Lazy beach days, pool parties, and sticky, sleepless nights all mark the beginning of summer. Guess which one we’d rather do without? Hint: it’s the one that has you throwing sheets and pillows on the floor and messing around with the fan or air conditioner at 2am. 

Summer sleeping can be tricky. If you’re already someone that gets hot while sleeping, the summer months can be a real nightmare. While there are a ton of cooling products on the market, we’ve done the research and talked to the experts who know the secret ways to stay cool in bed without costing you a small fortune. These tips will regulate your sleep pattern so you can truly love the endless summer nights…and have them love you right back.  

Check In With Your Body 

While it may feel like an inferno outside, the key to regulating your body temperature is within you. The more you know about your health, the better you will rest. Getting high quality sleep revolves around these five key components: sleep environment, nutrition, mindset, hormones, and stress. 

Sleep Environment. Your sleep environment includes your light and noise levels, temperature and comfort. When these things are optimized, you’re more likely to have a better night’s sleep. 
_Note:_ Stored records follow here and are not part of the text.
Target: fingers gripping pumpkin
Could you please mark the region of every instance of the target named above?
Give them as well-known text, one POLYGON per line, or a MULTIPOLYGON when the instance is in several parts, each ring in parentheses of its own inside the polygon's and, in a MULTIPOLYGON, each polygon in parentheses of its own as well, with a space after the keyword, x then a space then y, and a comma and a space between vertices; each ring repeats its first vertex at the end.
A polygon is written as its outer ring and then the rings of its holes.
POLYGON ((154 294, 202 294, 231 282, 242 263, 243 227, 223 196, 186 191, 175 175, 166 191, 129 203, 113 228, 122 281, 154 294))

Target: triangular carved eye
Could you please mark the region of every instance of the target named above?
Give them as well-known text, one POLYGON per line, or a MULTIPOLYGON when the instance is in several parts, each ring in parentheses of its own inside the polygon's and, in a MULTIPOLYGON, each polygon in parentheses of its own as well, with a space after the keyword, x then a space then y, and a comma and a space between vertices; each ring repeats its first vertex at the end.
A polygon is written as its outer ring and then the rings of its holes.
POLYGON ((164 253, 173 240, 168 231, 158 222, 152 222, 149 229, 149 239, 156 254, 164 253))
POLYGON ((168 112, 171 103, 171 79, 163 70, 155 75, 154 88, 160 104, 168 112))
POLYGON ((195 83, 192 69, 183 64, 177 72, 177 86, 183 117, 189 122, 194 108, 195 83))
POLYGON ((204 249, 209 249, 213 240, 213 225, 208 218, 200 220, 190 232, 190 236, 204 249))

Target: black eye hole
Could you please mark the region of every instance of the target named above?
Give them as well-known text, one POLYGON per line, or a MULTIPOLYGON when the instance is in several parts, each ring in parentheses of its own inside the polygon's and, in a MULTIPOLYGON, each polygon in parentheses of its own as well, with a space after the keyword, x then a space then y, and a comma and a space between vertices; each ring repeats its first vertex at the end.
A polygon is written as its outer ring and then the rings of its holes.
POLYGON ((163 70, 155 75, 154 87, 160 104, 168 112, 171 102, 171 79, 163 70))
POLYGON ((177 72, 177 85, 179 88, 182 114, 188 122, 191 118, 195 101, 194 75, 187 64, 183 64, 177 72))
Nutrition. What you eat and how well you sleep are very closely linked, so if you’re a troubled sleeper, there may be a deeper issue. To learn more about underlying stressors that affect our body’s ability to rest, read our Q&A with sleep coach and functional diagnostic nutrition practitioner Kelly Murray. 

Mindset. The Center for Disease Control and Prevention reports that 28-44% of adults get less than seven hours of sleep per night and 33% of these people are losing sleep due to stress, according to the American Psychological Association. Reducing your stress levels and cultivating a mindful practice can increase the quality and duration of your rest.

Hormones. There are five major hormones that can impact your sleep quality when they are not stabilized: melatonin, progesterone, estrogen, testosterone and cortisol. It’s common for these hormone levels to be thrown off balance from stress, poor eating habits and exposure to artificial light at night (ALAN). Visiting your primary care doctor to get a blood test will help determine whether you need a treatment plan to regulate your hormone levels. 

Stress. There is healthy stress (“eustress”) and the unhealthy kind that, well, keeps you up at night. When you are overwhelmed and have limited or no tools to manage anxiety, the health of your sleep will deteriorate, which causes even more stress.

While adding a fan to your room, investing in blackout curtains or sleeping on a fancy new mattress can improve the quality of your summer sleep, no one product (or a combination of) will cure your temperature-ridden nighttime issues until you address these health issues for the long-term. Not only will your sleep improve, but so will your overall well being. 

Breezy Ways To Stay Cool While Sleeping in Summer

Develop a Yoga Practice

Sleeping through the summer heat isn’t easy for everyone. If you want a little relief that doesn’t involve moving into your refrigerator, Meera Watts, founder of Siddhi Yoga, recommends a yogic practice called Shitali pranayama, (also known as Cooling Breath) because it gives your body a cooling effect instantly. Not only will it reduce your stress and put you in a zen-like state, you can do it from the comfort of your home and wear your pjs.

For this specific practice, Meera says start by sitting in a comfortable position with your back straight and keeping your hands on your knees. If you can, stick out your tongue and roll the lateral edges upward, forming a U shape. Inhale through your tongue in this tube position and exhale with your nostrils. To feel the cooling sensation, repeat it 5-8 times which will take no more than a few minutes.

 Establish an Evening Routine

Winding down before bed sends a signal to our brains to slow down and rest. Whether you’re struggling with sleeping through summer nights or any other time of the year, Dr. Mahmud Kara, founder of KaraMD, suggests turning your screens off one hour before bed (this includes TV, smartphone, tablet, etc.), dimming your bedroom lights and playing soft music. We highly recommend Loftie’s customizable soundscapes or meditations. 

Additionally, he encourages stretching before bed to help calm down the brain and body to promote restful sleep patterns. 

Take a Hot Bath

Almost every product designed to lower your body temperature at night is cooling. We know it’s counterintuitive, but before you turn the lever to blue, did you know that taking a hot bath or shower before bed can actually cool you down?

Exposing your body to hot water actually adjusts your body’s core temperature, which will help signal to the body that it’s time for bed. Research shows that doing this 90 minutes before bed can help you fall asleep up to 10 minutes faster.